I am extremely disappointed that this government felt it should take the most from lowest income families, because the figures are quite clear on this. A single income family on $65,000 with two school-aged children will be around $6,000 worse off each year by 2016. That is around 10 per cent of their entire family budget. In contrast, families on the highest incomes can expect to be worse off by only a maximum of 1.7 per cent in the same time frame. This is utterly extraordinary and an unfair attack on low-income Australian families. They were promised by Mr Abbott and his cronies that they would be better off under his government. Can you really tell Australian families that they are better off when you have ripped $6,000 straight out of their pockets?
I would like to take a moment to remind the crossbench senators that if they vote for the Social Services and Other Legislation Amendment bills, they will be voting to cut pensions for millions of senior Australians, carers, single mothers and disability support pensioners; to lift the retirement age; to cut family tax benefits; to leave unemployed young people without any income for six months; and a host of other changes that will attack the most disadvantaged of your constituents.
I would like to make it very clear that if you vote for the Social Services and Other Legislation Amendment bills you will be absolutely complicit with this attack on Australian families, pensioners and youth. And you will have to explain to these families, pensioners and youth why you agreed with the government and why you think it is fair to rip support away from those who need it the most, because these changes will severely impact millions of Australians, particularly in my home state of Tasmania. These bills will hurt Tasmanian families, Tasmanian pensioners and young Tasmanian job seekers. Unfortunately, these bills give us a very good measure of the calibre of this government. It is a government that is completely out of touch. Their priorities are all wrong.

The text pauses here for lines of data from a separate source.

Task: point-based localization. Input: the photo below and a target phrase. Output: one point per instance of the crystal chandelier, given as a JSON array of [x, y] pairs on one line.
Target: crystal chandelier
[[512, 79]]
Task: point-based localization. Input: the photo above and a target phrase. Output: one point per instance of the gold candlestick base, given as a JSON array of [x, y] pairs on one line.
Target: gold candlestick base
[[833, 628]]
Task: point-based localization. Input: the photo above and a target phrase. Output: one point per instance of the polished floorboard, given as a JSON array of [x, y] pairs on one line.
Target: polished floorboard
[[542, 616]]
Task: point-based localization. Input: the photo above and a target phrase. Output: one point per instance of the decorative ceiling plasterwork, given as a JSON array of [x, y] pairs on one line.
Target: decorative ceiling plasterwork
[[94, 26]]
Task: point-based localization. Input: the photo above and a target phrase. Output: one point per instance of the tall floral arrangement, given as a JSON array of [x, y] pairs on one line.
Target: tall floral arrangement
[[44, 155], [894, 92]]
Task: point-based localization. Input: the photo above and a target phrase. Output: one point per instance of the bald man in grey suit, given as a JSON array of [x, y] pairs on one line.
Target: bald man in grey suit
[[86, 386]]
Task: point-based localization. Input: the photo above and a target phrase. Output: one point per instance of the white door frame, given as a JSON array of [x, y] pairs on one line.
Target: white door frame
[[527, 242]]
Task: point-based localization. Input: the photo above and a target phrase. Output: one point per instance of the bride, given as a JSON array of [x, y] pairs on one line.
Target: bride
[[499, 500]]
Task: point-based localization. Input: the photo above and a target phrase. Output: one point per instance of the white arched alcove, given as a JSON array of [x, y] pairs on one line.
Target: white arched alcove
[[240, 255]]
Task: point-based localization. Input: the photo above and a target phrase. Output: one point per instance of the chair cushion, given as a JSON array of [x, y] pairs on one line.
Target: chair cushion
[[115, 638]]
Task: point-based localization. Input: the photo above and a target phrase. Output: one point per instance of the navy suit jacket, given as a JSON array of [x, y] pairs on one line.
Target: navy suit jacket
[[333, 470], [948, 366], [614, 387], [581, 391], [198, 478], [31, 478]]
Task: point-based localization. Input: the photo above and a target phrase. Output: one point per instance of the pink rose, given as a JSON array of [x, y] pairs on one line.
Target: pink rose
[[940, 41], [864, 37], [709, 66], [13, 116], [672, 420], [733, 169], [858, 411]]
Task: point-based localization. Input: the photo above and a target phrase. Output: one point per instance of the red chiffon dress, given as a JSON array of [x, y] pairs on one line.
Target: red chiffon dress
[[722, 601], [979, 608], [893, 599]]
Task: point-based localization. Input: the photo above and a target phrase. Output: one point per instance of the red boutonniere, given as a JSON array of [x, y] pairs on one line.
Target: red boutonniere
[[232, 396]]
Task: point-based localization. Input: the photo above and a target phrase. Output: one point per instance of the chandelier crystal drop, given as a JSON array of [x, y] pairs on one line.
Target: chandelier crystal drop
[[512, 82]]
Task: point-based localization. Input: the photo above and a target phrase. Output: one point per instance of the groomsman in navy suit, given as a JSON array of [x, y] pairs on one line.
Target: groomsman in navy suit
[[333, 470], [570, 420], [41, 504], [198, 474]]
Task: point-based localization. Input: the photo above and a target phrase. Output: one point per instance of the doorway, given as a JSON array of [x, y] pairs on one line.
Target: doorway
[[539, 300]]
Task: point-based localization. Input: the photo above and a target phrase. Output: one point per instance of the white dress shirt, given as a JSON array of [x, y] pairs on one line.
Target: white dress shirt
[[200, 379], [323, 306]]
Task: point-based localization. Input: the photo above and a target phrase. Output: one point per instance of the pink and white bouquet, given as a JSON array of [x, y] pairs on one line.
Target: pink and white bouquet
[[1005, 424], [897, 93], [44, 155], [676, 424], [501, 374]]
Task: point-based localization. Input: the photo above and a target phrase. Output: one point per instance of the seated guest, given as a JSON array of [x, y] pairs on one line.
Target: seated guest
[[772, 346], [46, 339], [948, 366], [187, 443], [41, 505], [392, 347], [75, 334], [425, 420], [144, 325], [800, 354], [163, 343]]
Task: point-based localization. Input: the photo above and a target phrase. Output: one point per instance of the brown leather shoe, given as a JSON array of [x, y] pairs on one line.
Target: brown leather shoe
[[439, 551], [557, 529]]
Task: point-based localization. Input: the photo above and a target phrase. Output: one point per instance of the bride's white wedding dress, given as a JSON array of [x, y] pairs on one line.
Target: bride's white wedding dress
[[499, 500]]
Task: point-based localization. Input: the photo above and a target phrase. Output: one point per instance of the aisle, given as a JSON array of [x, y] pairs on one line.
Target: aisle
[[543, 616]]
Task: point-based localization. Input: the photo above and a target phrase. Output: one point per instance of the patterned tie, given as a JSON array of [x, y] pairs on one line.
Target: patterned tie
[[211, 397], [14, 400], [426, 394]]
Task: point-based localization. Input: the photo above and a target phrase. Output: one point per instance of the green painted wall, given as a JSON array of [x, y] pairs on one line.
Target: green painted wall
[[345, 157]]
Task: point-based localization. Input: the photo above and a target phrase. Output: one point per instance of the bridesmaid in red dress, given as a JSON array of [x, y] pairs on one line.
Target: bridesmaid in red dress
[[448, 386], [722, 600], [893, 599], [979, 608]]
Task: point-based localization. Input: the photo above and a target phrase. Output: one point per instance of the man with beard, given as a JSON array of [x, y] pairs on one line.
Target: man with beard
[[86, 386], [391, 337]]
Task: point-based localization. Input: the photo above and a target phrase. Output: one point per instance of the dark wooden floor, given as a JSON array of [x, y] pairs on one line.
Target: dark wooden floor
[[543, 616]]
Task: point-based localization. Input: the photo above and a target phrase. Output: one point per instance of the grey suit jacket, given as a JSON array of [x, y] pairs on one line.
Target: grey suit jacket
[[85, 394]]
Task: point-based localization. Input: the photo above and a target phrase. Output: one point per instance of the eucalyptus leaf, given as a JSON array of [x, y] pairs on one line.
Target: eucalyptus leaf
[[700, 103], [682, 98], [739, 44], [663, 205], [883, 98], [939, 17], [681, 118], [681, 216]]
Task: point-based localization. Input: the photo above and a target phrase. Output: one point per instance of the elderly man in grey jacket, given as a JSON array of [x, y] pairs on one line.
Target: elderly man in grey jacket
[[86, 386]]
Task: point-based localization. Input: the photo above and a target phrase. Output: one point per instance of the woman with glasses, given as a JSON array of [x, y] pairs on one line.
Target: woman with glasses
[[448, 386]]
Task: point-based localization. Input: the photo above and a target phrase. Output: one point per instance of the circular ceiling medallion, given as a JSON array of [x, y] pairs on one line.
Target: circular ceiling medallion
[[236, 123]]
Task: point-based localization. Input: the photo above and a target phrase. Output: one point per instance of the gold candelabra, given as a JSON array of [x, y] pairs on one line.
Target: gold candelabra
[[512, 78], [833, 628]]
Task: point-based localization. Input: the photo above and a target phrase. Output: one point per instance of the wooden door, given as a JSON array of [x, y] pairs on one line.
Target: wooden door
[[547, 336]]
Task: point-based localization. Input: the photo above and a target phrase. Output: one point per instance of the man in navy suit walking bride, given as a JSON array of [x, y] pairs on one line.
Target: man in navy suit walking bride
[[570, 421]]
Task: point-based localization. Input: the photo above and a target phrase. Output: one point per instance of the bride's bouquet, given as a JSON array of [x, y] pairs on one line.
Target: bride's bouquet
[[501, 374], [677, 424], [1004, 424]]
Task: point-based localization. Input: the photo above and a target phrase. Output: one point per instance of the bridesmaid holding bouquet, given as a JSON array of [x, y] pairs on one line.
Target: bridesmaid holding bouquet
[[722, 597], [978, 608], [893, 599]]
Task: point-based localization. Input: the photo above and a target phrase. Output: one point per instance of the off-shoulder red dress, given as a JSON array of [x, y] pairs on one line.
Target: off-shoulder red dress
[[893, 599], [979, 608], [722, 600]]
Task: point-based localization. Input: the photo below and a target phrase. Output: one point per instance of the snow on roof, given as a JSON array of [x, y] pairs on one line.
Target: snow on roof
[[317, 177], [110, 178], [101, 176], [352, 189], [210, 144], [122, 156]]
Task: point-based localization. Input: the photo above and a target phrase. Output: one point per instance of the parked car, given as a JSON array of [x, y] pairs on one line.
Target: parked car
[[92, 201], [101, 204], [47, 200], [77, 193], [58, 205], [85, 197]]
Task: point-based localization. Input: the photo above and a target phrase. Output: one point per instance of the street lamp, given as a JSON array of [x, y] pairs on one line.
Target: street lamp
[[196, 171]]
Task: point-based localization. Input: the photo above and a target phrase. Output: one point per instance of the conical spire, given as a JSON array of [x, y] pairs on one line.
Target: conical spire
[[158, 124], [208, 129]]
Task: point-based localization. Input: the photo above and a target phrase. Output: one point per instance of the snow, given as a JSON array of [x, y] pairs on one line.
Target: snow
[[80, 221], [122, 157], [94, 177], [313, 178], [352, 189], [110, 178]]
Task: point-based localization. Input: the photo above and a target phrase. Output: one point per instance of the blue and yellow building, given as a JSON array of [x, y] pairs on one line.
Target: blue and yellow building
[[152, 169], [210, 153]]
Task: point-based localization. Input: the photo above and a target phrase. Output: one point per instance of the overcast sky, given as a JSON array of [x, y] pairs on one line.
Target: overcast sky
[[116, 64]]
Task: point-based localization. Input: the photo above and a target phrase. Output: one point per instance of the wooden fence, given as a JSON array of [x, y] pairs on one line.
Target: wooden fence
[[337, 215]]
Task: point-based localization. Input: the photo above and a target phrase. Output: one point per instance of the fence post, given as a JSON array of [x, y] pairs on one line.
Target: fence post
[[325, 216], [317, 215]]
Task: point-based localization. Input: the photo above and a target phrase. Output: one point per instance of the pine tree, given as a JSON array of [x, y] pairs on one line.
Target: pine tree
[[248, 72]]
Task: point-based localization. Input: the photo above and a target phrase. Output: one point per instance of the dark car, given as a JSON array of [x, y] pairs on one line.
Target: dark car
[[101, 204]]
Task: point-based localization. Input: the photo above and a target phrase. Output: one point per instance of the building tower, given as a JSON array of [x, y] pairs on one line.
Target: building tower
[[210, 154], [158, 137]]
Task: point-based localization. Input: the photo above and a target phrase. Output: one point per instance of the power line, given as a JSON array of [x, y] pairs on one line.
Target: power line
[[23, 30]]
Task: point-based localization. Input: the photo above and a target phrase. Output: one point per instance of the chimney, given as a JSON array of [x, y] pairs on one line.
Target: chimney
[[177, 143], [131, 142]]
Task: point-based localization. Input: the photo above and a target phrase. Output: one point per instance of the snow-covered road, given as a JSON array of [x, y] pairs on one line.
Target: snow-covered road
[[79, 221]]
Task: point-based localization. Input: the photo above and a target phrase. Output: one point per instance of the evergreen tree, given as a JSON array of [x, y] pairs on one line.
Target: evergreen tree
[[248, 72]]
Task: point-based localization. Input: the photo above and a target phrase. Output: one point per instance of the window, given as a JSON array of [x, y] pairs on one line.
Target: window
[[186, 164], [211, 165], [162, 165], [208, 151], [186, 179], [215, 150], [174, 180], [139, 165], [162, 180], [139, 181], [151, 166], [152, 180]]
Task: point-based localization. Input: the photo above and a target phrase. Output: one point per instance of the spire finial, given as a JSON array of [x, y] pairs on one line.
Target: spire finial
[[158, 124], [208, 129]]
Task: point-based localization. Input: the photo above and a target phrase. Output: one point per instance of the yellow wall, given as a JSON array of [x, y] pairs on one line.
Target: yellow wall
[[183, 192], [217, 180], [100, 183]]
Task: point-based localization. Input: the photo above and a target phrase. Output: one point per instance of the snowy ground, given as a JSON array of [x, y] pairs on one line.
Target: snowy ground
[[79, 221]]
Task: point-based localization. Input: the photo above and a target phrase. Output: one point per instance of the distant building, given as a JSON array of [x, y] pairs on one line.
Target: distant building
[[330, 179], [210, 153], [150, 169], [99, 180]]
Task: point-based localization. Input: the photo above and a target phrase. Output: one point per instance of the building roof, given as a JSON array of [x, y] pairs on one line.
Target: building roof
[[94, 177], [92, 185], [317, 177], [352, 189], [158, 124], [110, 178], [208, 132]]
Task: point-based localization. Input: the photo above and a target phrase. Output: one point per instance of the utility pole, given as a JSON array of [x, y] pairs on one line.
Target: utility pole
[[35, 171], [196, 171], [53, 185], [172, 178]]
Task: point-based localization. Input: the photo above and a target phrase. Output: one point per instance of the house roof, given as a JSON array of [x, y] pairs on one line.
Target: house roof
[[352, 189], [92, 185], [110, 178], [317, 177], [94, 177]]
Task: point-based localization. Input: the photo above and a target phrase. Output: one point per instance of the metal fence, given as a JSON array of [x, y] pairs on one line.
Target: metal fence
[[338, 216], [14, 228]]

For the Abbott government to give tax breaks to miners while ripping money away from disability support pensioners and seniors is downright immoral and pathetic. They give $50,000 over six months to women on high incomes while ripping away money from age pensioners. And they spend $50,000 flying a celebrity chef to New York to feed delicacies to G20 finance ministers while ensuring young job seekers have no money to buy food for six months of every year. Australians are angry at this government’s callous cuts to families, young job seekers and pensioners.
Senator O’Sullivan: Go back and look at Kevin Rudd’s itinerary!
Senator BILYK: I know that there have been mumblings from the other side of the chamber. They know that we are right, because they have to make such a loud noise to try to interrupt us and disrupt us.
Senator O’Sullivan interjecting—
Senator BILYK: Senator O’Sullivan, you have not been here that long, but I will tell you a story. I used to be an early childhood educator. I worked with screaming three-year-olds. So you do your best, but you will not stop me talking, Mate. This government should be absolutely ashamed of themselves. They know it and that is why they are interjecting. I know that Australian pensioners are ashamed of them and ashamed of the fact that some of them even voted for them. I have had people come into my office and say to me, ‘I actually voted Liberal and I really regret it. My life will be so changed and so damaged.’ And Senator Sterle said that people come into his office. You may think on that side of the chamber that you are very smart, but let me tell you: you are not.